TxCache can substantially increase the performance of web applications, and achieves performance comparable to that of a non-transactional cache, showing that consistency does not have to come at the price of performance.
PostgreSQL 9.1 introduces a new serializable isolation level that is based on Serializable Snapshot Isolation (SSI) rather than the traditional locking mechanisms used in most other databases. This allows it to provide true serializability without blocking, significantly improving performance for read-heavy workloads.
This the first implementation of SSI in a production database release as well as the first in a database that did not previously have a lock-based serializable isolation level. Our VLDB paper discusses some of the challenges that resulted, and several new extensions to SSI that improve performance for read-only transactions.
Aeolus is a platform for building secure distributed applications using the decentralized information flow control model. Aeolus differs from previous information flow control systems in that it is intended to be easier to understand and use. It incorporates a new, simpler security model that combines principal-based authority management with thread-granularity information flow tracking, and provides new abstractions that support common design patterns in secure application design. Aeolus is implemented as a Java library, using a new lightweight isolation mechanism to support controlled sharing between threads.
Census is a platform for building large-scale distributed applications that provides a membership service and a multicast mechanism. The membership service provides every node with a consistent view of the system membership, which may be global or partitioned into location-based regions. Census distributes membership updates with low overhead, propagates changes promptly, and is resilient to both crashes and Byzantine failures.
Census is designed to provide this consistent membership abstraction at very large scale, e.g. multi-site datacenters. It does this using a novel multicast mechanism that is closely integrated with the membership service.
Commodity operating systems are complex and prone to compromise. Overshadow is a virtual-machine-based system for protecting the privacy and integrity of unmodified applications even when the OS they run on is completely compromised. Overshadow uses multi-shadowing, a new technique that uses the hypervisor to provide the application with a normal view of its resources, but the OS with an encrypted view. This allows the operating system to remain responsible for managing application resources, without being able to read or modify their contents, permitting a smaller trusted computing base.
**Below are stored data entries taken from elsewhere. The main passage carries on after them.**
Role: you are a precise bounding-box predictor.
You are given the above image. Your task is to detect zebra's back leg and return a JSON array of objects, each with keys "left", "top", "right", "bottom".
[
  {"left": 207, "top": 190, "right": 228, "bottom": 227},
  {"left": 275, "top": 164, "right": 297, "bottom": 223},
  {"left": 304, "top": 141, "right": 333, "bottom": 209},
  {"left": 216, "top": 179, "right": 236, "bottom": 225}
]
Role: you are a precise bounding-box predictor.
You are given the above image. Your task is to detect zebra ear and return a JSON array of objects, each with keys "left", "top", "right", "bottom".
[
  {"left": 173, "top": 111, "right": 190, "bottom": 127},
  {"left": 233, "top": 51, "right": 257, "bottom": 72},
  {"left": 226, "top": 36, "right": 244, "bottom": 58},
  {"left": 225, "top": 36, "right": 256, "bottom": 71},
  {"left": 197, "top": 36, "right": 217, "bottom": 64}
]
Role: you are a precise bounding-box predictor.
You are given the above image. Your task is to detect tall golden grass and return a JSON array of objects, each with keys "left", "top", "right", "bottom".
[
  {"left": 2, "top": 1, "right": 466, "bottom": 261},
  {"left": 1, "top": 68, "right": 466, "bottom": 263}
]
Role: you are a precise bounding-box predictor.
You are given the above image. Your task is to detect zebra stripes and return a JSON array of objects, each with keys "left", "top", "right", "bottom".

Later work considered the security implications of malicious OSes, an analysis relevant not just to Overshadow but also to other systems that protect security-critical portions of applications from the OS. Previous work focused on CPU and memory isolation; our analysis instead examined higher-level semantic attacks, where malicious misbehavior by various OS components can undermine application security, and proposed an architecture for mitigating them.
Arpeggio is a peer-to-peer file-sharing network based on the Chord distributed hash table. It performs search queries based on file metadata efficiently by using a distributed keyword-set index, augmented with index-side filtering. Arpeggio also introduces new techniques for tracking the availability of data without inserting the data itself into the DHT, and for using information in the index to improve the availability of rare files.